Dipublikasikan pada: 10 Oct 2025 - 00:20:22 wib
Dibaca: 118 kali
Udara kafe beraroma kopi dan kekecewaan. Maya menyesap lattenya, matanya terpaku pada layar laptop. Di depannya terpampang kode-kode rumit, algoritma buatannya sendiri. “Project Soulmate,” begitu ia menyebutnya dengan nada sinis.

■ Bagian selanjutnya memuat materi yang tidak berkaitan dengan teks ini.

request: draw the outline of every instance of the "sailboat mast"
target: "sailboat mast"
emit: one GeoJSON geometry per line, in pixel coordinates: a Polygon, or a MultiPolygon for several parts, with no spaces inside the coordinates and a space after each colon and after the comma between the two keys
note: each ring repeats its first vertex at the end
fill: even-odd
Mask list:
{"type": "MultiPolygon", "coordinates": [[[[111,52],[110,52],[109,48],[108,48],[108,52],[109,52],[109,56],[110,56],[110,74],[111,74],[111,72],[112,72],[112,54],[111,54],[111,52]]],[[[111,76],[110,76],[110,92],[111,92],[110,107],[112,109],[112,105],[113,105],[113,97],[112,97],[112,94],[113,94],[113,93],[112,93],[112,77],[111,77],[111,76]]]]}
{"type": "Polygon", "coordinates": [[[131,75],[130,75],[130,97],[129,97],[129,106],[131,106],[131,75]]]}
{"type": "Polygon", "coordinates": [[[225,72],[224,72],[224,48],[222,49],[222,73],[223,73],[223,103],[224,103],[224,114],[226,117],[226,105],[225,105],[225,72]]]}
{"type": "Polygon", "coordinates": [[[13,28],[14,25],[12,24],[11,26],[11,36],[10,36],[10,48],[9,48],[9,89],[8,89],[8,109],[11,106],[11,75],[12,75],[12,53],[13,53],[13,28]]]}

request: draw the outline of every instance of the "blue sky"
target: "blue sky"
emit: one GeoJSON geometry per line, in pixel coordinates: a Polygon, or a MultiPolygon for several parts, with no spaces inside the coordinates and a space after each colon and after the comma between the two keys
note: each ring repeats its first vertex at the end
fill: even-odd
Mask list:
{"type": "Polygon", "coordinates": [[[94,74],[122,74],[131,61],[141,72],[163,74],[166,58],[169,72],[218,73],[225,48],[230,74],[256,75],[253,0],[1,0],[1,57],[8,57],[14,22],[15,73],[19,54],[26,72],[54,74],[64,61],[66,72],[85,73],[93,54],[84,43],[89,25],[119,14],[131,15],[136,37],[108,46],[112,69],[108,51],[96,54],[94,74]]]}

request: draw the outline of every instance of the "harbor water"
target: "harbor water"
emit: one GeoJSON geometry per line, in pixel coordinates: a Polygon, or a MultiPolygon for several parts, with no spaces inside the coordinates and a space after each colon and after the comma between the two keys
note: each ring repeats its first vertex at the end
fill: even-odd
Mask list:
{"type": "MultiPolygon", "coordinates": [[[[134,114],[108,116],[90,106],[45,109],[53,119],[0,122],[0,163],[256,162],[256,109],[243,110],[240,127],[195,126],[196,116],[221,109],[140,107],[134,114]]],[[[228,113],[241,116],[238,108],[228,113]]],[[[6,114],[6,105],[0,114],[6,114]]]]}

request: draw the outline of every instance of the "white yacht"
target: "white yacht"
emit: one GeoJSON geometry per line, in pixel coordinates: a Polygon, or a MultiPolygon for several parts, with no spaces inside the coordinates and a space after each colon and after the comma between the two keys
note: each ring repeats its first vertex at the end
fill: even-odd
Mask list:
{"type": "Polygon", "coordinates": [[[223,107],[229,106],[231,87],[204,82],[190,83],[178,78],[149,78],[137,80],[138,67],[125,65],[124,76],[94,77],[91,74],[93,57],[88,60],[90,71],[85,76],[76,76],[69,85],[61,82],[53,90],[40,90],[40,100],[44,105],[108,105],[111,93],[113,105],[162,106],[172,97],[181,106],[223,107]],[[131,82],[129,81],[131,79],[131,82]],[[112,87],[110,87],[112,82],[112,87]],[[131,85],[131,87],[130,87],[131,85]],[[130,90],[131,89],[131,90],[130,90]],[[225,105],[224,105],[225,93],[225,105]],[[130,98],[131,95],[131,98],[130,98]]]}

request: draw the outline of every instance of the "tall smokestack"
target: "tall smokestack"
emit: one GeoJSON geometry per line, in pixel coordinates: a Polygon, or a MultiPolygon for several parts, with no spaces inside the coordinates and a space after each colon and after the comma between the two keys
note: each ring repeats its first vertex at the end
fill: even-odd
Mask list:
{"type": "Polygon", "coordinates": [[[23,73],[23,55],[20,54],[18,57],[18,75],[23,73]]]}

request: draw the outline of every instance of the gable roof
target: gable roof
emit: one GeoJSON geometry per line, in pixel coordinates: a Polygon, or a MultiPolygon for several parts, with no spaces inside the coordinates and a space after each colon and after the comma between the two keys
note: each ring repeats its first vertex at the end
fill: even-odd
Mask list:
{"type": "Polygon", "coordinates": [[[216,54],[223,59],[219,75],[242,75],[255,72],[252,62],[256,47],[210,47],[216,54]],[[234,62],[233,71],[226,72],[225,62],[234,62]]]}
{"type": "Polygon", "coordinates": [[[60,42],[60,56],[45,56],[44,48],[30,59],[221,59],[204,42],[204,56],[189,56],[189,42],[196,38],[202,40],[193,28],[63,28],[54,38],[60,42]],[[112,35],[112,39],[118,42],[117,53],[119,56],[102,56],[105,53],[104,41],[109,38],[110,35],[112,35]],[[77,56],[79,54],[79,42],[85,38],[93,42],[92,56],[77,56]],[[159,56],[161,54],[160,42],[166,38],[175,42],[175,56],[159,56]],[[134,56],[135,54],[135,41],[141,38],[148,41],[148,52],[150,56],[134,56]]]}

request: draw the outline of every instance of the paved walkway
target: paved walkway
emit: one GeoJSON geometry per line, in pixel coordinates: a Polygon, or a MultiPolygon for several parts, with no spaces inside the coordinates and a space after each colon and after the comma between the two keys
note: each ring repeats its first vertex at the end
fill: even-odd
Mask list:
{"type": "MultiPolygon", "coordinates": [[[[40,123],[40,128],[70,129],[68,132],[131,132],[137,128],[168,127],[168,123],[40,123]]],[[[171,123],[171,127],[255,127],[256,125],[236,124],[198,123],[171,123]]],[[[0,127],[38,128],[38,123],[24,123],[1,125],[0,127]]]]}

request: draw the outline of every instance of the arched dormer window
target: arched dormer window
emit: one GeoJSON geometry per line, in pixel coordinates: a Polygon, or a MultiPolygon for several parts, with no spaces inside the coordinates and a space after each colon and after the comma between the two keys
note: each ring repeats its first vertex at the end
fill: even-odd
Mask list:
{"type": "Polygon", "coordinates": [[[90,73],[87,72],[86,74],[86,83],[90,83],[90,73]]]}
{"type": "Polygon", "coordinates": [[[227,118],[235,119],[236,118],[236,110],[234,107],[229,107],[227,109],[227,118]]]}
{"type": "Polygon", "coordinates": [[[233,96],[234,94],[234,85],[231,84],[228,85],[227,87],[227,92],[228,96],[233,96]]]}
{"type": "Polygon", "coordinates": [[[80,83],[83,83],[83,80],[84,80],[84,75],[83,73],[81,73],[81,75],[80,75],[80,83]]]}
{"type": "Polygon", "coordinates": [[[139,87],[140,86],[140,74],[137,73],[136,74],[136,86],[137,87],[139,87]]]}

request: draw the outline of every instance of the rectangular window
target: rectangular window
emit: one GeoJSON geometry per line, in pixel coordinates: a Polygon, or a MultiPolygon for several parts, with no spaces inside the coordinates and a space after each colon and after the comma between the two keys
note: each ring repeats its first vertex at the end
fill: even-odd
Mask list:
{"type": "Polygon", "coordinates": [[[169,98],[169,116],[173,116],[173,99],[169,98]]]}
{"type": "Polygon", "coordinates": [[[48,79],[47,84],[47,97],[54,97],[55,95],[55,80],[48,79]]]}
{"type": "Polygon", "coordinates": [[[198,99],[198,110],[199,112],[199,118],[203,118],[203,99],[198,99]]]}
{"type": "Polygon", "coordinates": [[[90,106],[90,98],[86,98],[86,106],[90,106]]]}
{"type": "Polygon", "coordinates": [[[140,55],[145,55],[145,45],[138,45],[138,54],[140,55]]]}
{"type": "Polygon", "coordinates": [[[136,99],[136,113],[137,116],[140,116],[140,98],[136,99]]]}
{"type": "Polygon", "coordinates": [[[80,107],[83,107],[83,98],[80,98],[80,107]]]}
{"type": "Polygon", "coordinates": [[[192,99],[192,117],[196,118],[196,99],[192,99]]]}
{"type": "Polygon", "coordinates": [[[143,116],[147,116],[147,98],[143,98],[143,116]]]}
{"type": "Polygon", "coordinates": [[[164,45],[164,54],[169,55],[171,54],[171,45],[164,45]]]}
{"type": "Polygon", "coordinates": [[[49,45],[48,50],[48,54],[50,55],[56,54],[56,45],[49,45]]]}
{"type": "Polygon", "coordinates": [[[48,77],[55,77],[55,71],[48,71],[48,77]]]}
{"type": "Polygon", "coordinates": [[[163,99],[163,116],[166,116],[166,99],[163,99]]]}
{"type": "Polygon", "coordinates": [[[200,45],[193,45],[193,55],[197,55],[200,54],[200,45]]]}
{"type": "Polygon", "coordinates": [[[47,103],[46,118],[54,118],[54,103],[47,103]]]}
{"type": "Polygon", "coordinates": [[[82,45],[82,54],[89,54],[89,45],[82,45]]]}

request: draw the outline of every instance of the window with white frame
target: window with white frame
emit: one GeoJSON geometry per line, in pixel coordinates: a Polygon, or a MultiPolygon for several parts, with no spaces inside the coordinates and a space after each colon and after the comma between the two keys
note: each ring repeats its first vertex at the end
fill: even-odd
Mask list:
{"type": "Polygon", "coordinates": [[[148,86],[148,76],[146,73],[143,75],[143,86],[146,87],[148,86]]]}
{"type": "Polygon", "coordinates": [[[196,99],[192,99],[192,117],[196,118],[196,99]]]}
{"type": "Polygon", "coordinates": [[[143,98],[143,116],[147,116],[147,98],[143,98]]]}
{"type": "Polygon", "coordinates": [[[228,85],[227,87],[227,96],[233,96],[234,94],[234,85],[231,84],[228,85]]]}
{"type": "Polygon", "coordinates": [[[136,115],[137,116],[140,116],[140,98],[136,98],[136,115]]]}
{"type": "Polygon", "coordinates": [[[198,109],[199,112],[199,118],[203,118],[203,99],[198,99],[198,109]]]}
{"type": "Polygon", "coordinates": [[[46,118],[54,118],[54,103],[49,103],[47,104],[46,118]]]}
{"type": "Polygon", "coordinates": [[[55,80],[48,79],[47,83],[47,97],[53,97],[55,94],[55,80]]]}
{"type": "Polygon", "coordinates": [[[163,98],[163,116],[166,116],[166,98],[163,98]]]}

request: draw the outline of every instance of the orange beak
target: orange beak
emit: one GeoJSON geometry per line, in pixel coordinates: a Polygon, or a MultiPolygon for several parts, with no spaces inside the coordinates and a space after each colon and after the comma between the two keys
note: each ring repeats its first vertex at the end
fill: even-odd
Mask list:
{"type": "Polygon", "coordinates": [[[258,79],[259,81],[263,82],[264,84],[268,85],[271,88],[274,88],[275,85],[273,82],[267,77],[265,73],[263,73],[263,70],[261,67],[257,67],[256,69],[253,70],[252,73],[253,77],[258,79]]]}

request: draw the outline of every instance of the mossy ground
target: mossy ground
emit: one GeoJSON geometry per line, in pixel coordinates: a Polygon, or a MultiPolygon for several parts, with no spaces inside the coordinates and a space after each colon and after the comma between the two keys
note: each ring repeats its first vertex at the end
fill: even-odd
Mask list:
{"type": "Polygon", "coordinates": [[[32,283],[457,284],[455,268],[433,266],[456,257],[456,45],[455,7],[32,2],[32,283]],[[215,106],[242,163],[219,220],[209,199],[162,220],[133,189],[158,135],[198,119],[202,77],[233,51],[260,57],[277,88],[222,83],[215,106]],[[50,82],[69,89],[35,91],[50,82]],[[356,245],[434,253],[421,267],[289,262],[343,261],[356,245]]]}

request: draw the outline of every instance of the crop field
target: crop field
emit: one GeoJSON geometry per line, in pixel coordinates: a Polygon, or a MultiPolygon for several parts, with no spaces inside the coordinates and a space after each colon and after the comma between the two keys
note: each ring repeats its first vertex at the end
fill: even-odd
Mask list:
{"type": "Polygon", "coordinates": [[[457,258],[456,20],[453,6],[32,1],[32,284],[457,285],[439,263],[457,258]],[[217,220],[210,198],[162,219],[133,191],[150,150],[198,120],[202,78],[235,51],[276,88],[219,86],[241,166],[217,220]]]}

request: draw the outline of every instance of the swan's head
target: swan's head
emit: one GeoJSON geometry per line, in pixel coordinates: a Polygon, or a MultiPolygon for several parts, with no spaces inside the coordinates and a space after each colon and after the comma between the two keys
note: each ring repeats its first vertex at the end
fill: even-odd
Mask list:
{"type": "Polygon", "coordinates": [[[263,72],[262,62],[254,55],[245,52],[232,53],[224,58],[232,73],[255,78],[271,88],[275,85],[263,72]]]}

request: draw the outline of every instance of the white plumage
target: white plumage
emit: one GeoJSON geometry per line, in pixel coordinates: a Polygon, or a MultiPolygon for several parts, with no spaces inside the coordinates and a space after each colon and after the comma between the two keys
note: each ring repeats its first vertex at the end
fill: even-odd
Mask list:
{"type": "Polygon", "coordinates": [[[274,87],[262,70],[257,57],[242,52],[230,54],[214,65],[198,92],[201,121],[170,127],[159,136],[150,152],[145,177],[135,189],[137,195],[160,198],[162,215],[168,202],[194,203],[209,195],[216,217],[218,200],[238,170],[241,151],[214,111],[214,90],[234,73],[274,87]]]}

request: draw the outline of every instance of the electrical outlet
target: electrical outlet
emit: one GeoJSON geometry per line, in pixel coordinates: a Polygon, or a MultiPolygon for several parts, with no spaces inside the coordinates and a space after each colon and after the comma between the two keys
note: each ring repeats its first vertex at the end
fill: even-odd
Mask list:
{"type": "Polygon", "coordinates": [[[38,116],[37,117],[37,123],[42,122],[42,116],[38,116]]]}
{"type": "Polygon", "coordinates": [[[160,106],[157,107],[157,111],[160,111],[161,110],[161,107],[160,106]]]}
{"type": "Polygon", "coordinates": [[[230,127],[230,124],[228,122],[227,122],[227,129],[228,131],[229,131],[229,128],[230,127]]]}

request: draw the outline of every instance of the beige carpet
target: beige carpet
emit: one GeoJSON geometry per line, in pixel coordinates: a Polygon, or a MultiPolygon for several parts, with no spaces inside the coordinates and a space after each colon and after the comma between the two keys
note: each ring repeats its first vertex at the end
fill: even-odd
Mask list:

Sebuah aplikasi kencan yang dirancang untuk menemukan pasangan ideal berdasarkan data kepribadian, preferensi, bahkan pola pikir. Ironisnya, aplikasi itu belum berhasil menemukan siapapun untuk dirinya sendiri.

Maya, si jenius di balik algoritma cinta, justru terjebak dalam kesendirian. Ia terlalu sibuk menganalisis kemungkinan, mengukur kompatibilitas, sampai lupa bahwa cinta bukan hanya tentang angka dan diagram. Cinta, menurut Maya, adalah anomali dalam sistem yang teratur. Sesuatu yang tidak bisa diprediksi, apalagi dikendalikan.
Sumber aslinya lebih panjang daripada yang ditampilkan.